Comparison in evaluation with related work (W3/Q4): Most of the mentioned related RL-based TE approaches do not warrant a comparison due to their limitations with respect to our requirements, but we do acknowledge that since we did not highlight the conceptual shortcomings of related work clearly enough (see the previous paragraph) it seemed as if the mentioned related work is directly comparable to our proposed approach. Furthermore, most related work lacks a publicly available reference implementation and/or detailed enough description of the algorithm and evaluation procedure to warrant an honest comparison. We will modify Section 2 to highlight this fact. However, despite the conceptual differences, we aim at including a comparison against [1] for reference in future work due to their remarkable results.

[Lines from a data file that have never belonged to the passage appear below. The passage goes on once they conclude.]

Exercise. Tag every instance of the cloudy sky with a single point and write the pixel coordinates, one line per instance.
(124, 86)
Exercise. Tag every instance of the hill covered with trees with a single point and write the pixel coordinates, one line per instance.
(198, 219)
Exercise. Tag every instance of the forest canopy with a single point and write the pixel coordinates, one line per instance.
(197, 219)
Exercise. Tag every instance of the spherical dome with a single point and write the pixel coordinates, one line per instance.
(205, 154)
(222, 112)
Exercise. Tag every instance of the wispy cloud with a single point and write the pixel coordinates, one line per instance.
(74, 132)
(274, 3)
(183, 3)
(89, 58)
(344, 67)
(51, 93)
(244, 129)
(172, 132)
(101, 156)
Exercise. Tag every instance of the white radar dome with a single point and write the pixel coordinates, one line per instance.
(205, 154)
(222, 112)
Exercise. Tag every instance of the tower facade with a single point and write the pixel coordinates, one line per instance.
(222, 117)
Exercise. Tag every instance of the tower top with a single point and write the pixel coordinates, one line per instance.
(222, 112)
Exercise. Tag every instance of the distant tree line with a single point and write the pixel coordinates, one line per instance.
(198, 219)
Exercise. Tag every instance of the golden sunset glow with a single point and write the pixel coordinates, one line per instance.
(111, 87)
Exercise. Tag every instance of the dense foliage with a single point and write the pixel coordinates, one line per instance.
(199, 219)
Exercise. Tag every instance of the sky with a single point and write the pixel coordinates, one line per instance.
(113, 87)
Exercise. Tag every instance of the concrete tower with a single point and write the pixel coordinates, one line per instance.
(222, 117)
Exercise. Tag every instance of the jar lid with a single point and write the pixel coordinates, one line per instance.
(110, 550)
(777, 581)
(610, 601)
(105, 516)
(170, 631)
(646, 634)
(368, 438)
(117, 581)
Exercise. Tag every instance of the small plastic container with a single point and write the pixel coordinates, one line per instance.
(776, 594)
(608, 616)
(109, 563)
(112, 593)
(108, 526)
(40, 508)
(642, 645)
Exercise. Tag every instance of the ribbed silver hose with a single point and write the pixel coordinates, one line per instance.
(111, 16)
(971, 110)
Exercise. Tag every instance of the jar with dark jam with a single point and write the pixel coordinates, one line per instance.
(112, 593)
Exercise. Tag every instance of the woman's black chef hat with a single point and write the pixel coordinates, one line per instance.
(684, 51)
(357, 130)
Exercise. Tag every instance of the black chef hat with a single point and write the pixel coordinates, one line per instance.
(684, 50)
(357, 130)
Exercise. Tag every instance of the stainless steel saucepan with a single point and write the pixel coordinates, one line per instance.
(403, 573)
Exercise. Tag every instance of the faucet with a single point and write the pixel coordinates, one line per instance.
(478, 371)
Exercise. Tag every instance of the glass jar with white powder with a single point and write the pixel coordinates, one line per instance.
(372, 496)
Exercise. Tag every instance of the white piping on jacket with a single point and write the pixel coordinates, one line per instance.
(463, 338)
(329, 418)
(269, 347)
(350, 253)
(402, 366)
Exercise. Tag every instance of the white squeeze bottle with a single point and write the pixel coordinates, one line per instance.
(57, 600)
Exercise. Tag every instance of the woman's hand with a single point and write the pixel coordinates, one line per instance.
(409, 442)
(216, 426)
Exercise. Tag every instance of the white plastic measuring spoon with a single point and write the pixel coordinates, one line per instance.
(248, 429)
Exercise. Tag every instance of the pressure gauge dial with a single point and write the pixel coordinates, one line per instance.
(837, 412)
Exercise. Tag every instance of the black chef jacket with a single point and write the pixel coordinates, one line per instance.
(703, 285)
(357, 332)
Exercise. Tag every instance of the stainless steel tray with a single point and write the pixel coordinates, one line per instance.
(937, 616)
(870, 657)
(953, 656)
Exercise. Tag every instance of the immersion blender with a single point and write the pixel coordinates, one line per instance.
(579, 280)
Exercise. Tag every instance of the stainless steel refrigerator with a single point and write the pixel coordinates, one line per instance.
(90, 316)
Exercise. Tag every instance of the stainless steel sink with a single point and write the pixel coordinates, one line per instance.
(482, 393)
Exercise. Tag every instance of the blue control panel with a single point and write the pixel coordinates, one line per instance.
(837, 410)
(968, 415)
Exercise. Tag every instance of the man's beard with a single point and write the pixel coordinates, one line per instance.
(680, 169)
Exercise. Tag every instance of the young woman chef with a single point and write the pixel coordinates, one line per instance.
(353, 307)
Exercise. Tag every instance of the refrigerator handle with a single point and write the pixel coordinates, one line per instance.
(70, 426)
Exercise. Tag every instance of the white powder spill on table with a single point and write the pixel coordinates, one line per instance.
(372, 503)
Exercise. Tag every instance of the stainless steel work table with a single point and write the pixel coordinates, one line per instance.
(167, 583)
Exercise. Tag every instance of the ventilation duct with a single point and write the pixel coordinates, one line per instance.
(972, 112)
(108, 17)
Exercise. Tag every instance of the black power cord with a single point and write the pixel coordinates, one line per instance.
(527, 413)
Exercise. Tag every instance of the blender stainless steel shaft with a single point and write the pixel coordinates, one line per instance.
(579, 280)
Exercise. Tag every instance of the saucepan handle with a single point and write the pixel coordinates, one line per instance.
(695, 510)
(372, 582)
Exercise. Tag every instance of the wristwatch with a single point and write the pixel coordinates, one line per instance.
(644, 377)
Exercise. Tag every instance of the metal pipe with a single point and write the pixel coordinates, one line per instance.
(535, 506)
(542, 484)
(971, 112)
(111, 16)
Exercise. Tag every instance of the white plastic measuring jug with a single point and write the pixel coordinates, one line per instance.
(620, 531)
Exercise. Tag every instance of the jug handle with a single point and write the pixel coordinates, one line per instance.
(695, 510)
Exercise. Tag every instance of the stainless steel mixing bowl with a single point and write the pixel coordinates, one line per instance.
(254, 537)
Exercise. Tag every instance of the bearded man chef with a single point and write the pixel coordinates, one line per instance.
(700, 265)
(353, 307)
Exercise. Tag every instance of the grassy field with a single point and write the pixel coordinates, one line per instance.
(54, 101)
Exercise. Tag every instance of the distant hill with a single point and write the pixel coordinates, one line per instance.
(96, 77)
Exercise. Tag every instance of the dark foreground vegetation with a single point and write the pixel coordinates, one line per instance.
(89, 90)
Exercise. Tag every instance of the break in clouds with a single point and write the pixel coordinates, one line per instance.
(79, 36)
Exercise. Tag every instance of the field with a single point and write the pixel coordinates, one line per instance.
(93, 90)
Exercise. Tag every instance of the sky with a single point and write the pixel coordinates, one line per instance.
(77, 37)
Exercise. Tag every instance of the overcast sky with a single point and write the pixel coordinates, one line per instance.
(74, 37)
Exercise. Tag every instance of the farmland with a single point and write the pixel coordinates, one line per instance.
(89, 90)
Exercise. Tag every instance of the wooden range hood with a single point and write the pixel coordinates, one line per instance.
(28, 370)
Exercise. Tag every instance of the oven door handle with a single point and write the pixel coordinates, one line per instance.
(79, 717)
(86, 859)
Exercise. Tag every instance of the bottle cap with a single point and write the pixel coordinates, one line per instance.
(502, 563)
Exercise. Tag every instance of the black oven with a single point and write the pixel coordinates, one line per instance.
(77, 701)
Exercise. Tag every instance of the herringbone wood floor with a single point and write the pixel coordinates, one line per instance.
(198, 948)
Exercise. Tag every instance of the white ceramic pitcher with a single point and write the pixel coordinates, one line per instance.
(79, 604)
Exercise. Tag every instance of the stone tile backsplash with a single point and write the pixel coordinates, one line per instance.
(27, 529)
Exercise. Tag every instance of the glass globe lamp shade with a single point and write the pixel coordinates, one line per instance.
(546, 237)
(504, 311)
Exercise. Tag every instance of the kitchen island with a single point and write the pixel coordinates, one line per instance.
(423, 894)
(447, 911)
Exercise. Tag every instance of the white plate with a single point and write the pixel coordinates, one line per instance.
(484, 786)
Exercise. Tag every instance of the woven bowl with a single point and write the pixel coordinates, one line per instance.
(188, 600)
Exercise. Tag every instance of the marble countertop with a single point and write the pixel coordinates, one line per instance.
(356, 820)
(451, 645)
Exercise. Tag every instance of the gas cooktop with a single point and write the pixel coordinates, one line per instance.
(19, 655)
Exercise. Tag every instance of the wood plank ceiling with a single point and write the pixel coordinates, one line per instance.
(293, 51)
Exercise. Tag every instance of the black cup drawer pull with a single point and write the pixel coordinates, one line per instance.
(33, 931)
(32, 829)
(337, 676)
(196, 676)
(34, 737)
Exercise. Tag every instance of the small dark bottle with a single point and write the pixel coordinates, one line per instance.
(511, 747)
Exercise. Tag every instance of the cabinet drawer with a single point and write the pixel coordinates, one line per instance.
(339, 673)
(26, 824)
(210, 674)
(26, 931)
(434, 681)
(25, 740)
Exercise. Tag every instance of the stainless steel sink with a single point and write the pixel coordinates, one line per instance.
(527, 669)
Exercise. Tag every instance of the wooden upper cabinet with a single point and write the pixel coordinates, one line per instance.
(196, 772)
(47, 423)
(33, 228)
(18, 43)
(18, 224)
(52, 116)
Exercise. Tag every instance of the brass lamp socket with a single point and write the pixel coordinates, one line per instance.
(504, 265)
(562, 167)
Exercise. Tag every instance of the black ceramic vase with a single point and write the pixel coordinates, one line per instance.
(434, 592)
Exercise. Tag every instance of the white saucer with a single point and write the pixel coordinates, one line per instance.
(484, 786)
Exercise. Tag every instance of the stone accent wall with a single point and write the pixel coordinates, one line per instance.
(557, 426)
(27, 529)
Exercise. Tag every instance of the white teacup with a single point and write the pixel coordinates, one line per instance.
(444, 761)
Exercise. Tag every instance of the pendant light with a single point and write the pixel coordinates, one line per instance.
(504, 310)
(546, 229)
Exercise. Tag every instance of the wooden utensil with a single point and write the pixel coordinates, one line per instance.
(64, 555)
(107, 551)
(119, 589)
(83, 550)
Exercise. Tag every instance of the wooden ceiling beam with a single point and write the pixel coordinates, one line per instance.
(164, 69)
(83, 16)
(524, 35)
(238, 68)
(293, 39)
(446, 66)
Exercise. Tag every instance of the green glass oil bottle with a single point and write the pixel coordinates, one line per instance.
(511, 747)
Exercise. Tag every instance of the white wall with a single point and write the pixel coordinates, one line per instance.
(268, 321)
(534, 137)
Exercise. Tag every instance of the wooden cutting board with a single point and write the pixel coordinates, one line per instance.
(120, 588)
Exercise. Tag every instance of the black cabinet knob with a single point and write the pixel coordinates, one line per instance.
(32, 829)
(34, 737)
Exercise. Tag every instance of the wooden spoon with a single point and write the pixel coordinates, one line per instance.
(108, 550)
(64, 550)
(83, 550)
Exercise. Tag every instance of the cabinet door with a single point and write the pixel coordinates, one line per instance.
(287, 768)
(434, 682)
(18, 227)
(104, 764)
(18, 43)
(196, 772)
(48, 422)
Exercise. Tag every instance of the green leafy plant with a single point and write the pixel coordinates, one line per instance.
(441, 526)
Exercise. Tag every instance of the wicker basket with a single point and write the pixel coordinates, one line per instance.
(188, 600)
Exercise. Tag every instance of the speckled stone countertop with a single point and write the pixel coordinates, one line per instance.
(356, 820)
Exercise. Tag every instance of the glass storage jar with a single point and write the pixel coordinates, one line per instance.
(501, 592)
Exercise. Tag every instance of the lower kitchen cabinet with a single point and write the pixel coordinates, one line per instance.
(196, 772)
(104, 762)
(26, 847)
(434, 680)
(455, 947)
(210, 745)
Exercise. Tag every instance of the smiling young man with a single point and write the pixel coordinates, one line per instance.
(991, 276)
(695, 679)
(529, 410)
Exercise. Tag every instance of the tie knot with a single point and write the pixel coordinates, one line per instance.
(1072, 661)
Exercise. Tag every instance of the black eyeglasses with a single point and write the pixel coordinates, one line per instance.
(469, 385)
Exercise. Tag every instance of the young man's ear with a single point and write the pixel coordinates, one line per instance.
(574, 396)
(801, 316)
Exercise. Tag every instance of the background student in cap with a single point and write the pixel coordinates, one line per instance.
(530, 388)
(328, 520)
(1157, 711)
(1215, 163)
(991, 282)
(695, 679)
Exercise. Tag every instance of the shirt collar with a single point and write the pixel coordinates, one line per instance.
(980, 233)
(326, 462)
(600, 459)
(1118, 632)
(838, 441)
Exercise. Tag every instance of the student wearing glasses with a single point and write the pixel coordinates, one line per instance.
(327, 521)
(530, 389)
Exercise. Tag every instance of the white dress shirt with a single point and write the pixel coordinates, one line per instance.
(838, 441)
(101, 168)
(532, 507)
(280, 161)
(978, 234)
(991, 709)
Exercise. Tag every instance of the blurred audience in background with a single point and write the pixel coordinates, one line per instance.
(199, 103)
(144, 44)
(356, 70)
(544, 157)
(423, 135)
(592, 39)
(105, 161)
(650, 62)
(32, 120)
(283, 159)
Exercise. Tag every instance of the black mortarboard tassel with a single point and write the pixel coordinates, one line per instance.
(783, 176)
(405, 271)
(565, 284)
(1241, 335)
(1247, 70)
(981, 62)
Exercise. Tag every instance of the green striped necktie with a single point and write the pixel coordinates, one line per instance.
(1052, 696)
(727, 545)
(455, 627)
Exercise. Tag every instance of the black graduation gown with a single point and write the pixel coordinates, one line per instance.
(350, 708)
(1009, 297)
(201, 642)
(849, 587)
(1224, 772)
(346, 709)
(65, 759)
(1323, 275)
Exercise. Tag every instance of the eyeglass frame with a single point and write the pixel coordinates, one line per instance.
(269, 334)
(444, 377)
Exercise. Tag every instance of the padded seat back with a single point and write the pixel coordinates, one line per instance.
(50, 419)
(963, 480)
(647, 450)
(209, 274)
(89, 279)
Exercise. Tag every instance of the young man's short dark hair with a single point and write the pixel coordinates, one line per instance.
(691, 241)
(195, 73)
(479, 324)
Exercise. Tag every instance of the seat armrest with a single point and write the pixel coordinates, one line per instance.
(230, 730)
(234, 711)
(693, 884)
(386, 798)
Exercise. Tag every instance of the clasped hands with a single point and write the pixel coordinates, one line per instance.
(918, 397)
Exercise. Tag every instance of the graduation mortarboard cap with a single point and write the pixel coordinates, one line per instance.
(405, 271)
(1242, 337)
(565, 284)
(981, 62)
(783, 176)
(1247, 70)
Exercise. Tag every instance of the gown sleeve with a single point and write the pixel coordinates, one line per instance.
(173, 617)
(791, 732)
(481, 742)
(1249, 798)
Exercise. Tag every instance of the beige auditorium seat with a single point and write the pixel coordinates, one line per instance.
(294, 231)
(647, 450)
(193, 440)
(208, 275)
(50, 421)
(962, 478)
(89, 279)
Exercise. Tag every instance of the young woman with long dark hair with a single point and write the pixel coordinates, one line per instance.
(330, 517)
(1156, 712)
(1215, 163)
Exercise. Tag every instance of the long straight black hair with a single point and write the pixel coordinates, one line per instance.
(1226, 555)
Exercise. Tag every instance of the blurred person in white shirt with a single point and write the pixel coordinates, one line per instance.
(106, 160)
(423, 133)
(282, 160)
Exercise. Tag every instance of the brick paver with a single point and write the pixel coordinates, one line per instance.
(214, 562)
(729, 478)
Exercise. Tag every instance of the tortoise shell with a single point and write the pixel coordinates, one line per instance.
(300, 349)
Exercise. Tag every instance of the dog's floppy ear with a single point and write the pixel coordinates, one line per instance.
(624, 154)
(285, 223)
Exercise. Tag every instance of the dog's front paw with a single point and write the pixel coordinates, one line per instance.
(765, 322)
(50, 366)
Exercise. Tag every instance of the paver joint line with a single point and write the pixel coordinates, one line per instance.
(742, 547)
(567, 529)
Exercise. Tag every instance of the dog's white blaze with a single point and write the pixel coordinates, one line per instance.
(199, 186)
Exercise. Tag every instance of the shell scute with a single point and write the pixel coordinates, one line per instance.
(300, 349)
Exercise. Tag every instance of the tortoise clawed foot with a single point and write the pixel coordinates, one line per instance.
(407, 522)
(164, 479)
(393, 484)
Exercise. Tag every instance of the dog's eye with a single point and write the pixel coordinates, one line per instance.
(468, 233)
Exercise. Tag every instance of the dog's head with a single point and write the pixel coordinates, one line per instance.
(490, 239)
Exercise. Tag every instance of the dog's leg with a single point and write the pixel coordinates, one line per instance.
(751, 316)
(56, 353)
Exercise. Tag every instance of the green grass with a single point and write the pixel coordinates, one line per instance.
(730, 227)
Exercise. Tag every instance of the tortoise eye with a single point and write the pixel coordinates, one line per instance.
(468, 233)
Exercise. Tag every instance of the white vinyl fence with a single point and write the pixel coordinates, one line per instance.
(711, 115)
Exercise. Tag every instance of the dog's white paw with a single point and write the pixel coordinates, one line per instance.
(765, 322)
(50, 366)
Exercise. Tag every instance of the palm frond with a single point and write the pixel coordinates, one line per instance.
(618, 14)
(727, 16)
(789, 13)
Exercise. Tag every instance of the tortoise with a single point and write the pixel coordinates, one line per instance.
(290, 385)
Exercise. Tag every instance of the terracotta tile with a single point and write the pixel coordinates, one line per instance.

Concerning non-RL approaches, we would like to point out that label-based approaches like MPLS or Segment Routing (SR) introduce additional layers, components and dependencies into the networking system stack that possibly counteract the idea of a general-purpose TE approach in the face of heterogeneous network types and hardware setups (c.f. requirement “Compatibility”). On the other hand, our odd-routing module with RL-based routing serves as a drop-in replacement for Routing Protocols like OSPF or EIGRP. Nevertheless, we agree that comparison to non-RL TE approaches should not be neglected, and will provide a reference comparison to modern label-based TE approaches [2, 3] in future work.

审稿意见

评分: 3置信度: 42023-11-01

The objective of this paper is to utilize a swarm reinforcement learning approach towards route optimization in networks. The reward function is based on the delay incurred by packets, with a drop being considered as maximum possible delay. The paper presents empirical results over a simulator that shows good performance against existing approaches.

优点

The paper considers an important networking problem and tailors a ML approach towards its solution.

缺点

The multi-agent RL portion is poorly described. It appears that the author simply utilize the multi-agent toolboxes available, with an appropriate state, action, reward functions. As such, I am not clear as to the level of ML related contributions in this paper. It looks like a use case of an existing approach, with small modifications to the approach and the ns3 simulator appropriate the situation.

问题

It appears that the traffic, although dynamic, is essentially fixed for periods of time where routing optimization is performed. Is this correct?
It is not clear what the full set of observations is. Does it include the traffic demand on each node? If so, how is it measured?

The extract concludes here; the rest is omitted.